Nun, ich habe zwei verschiedene Versionen dieses Programms. Die eine – auf der CD aufgenommen – besteht aus vier hochvirtuosen Werken, alle symbolisch für eine gewisse Zeit, gespielt auf einem zeitgenössischen Instrument. Die Idee dabei ist, sie in den klanglichen Kontext zu stellen, der eher bereit ist, bestimmte Aspekte dieser Musik, die oft verloren geht, hervorzuheben.
Eine andere Version ist die Ausarbeitung zum Genre "Fantasia". Hier soll gezeigt werden, wie allmählich die Entwicklung der musikalischen Sprache verlief und wie eng sie mit der Entwicklung des Mediums – des Instruments – verbunden war.
Wie haben Sie die aktuelle COVID-Zeit erlebt?
Genau wie bei der Sterblichkeitsrate, beantworten wir diese Fragen erst, wenn die Pandemie vorüber ist. Leider ist das Ende vorerst nicht am Horizont. Was sicher ist – die Dinge ändern sich. Wenn es uns gelingt, einige dieser Veränderungen zum Besseren zu wenden, werden wir sehr glücklich sein. Aber ich bin hier nicht allzu optimistisch.
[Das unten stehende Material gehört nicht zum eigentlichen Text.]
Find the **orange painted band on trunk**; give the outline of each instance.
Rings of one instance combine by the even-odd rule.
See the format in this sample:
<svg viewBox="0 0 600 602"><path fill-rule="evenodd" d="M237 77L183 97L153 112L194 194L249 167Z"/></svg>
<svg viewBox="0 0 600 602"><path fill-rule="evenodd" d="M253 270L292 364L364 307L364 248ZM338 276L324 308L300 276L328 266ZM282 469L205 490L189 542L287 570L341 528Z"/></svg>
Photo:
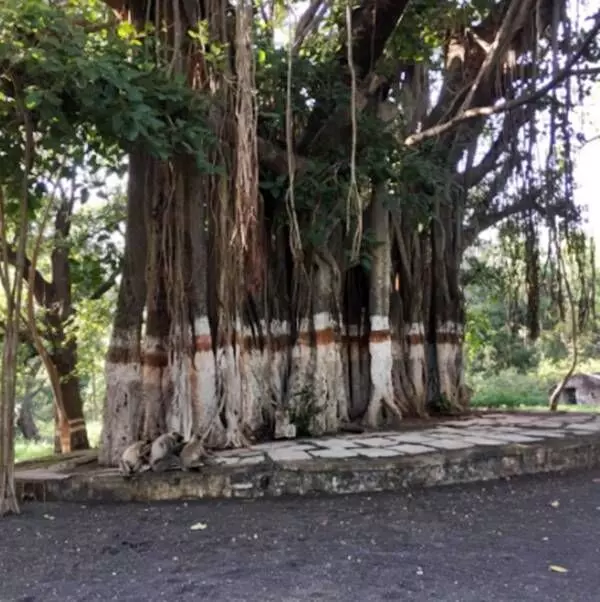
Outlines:
<svg viewBox="0 0 600 602"><path fill-rule="evenodd" d="M70 427L79 426L81 424L85 425L84 418L73 418L72 420L69 420L68 422L69 422Z"/></svg>
<svg viewBox="0 0 600 602"><path fill-rule="evenodd" d="M460 345L462 343L462 336L455 332L436 332L435 342L439 344L449 343L451 345Z"/></svg>
<svg viewBox="0 0 600 602"><path fill-rule="evenodd" d="M409 345L423 345L425 343L425 335L423 333L407 334L406 342Z"/></svg>
<svg viewBox="0 0 600 602"><path fill-rule="evenodd" d="M284 351L289 349L292 344L292 337L289 334L280 334L275 337L267 338L267 346L272 351Z"/></svg>
<svg viewBox="0 0 600 602"><path fill-rule="evenodd" d="M194 341L196 351L212 351L212 336L209 334L199 334Z"/></svg>
<svg viewBox="0 0 600 602"><path fill-rule="evenodd" d="M368 334L345 334L342 335L342 342L344 345L368 345L369 335Z"/></svg>
<svg viewBox="0 0 600 602"><path fill-rule="evenodd" d="M109 347L106 361L111 364L137 364L140 362L140 353L130 347Z"/></svg>
<svg viewBox="0 0 600 602"><path fill-rule="evenodd" d="M389 329L386 330L372 330L369 334L369 343L384 343L389 341L392 335Z"/></svg>
<svg viewBox="0 0 600 602"><path fill-rule="evenodd" d="M335 343L335 332L333 328L324 328L323 330L317 330L314 334L310 332L298 333L296 340L297 345L305 345L307 347L319 346L319 345L330 345Z"/></svg>
<svg viewBox="0 0 600 602"><path fill-rule="evenodd" d="M142 364L152 368L164 368L169 364L169 356L165 351L146 351L142 355Z"/></svg>

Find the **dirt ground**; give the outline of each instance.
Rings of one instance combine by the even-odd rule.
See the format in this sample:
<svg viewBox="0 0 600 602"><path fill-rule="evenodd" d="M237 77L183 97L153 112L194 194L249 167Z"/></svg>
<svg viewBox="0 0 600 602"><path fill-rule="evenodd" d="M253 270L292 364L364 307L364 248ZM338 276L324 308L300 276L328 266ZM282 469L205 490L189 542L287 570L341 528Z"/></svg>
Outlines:
<svg viewBox="0 0 600 602"><path fill-rule="evenodd" d="M22 510L0 522L0 602L594 602L600 591L600 471L412 494Z"/></svg>

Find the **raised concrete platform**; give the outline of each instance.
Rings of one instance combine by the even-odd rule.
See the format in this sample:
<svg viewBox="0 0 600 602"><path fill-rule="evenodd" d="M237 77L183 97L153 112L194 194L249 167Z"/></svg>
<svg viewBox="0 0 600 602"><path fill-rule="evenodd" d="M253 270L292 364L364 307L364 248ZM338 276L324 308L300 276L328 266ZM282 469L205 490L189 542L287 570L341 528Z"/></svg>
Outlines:
<svg viewBox="0 0 600 602"><path fill-rule="evenodd" d="M219 452L195 472L124 480L88 453L17 466L16 479L24 499L158 501L393 491L598 465L600 415L498 412L418 430L263 443Z"/></svg>

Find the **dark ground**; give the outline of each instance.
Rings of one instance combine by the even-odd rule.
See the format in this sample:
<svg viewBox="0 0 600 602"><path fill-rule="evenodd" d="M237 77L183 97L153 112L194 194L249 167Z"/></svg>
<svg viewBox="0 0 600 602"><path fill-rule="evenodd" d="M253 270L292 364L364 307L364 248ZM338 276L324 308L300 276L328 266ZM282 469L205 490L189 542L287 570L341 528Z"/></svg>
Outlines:
<svg viewBox="0 0 600 602"><path fill-rule="evenodd" d="M22 510L0 519L0 602L600 601L600 471L412 494Z"/></svg>

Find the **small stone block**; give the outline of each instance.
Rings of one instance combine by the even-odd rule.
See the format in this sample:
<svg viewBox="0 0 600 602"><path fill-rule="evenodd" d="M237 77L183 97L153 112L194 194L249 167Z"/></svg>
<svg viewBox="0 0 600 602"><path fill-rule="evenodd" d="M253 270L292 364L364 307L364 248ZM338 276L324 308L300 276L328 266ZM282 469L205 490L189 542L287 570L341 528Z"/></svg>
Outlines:
<svg viewBox="0 0 600 602"><path fill-rule="evenodd" d="M476 437L475 435L464 435L461 437L463 441L466 443L470 443L472 445L485 445L489 447L493 447L496 445L506 445L507 441L500 441L500 439L491 439L487 437ZM516 442L515 442L516 443Z"/></svg>
<svg viewBox="0 0 600 602"><path fill-rule="evenodd" d="M521 435L525 435L526 437L542 437L545 439L552 439L552 438L561 438L565 436L565 433L563 431L559 431L559 430L542 430L542 429L531 429L529 431L521 431L519 434Z"/></svg>
<svg viewBox="0 0 600 602"><path fill-rule="evenodd" d="M368 447L386 447L394 444L394 441L392 441L391 438L384 439L383 437L368 437L365 439L355 439L355 441Z"/></svg>
<svg viewBox="0 0 600 602"><path fill-rule="evenodd" d="M254 466L255 464L260 464L264 461L264 454L261 454L260 456L246 456L244 458L239 459L238 466Z"/></svg>
<svg viewBox="0 0 600 602"><path fill-rule="evenodd" d="M425 447L424 445L414 445L412 443L406 443L404 445L394 445L393 447L388 447L388 449L393 449L395 451L399 451L403 454L428 454L434 451L431 447Z"/></svg>
<svg viewBox="0 0 600 602"><path fill-rule="evenodd" d="M356 439L347 439L341 437L339 439L315 439L314 443L315 445L324 447L326 449L347 449L358 446ZM314 449L315 445L313 445L311 449Z"/></svg>
<svg viewBox="0 0 600 602"><path fill-rule="evenodd" d="M498 441L504 441L506 443L534 443L535 441L539 441L541 439L541 437L530 437L524 435L523 431L504 433L502 431L493 429L476 431L473 432L472 435L469 433L468 436L483 437L484 439L489 437L490 439L498 439Z"/></svg>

Was wünschen Sie sich für die Zukunft?
Das ist sehr privat. Aber ich würde mich sehr freuen, wenn sich unsere Zivilisation ein bisschen besser entwickeln würde. Aber auch hier bin ich nicht allzu optimistisch.
Welches war Ihr lustigstes Erlebnis als Musiker?
Vor vielen Jahren beobachtete ich alleine in den 8 Takten des zweiten Satzes der Ravel-Violinsonate "Blues", wie viele Dinge schief gehen können.
Haben Sie manchmal auch Angst als Musiker?
Ja, sehr oft vor Konzerten. Aber nicht immer.
Sie haben eine zweite grosse Leidenschaft. Sie sind (Hobby-)Pilot. Wie ist es dazu gekommen und wo/warum fliegen Sie denn so?
Nun, streng genommen ist es kein Hobby mehr. Aber ich kann mit Sicherheit sagen, dass ich nicht erfolgreich diversifiziert habe – die Nachfrage nach Piloten ist jetzt gleich der Nachfrage nach ausführenden Musikern – mehr oder weniger Null.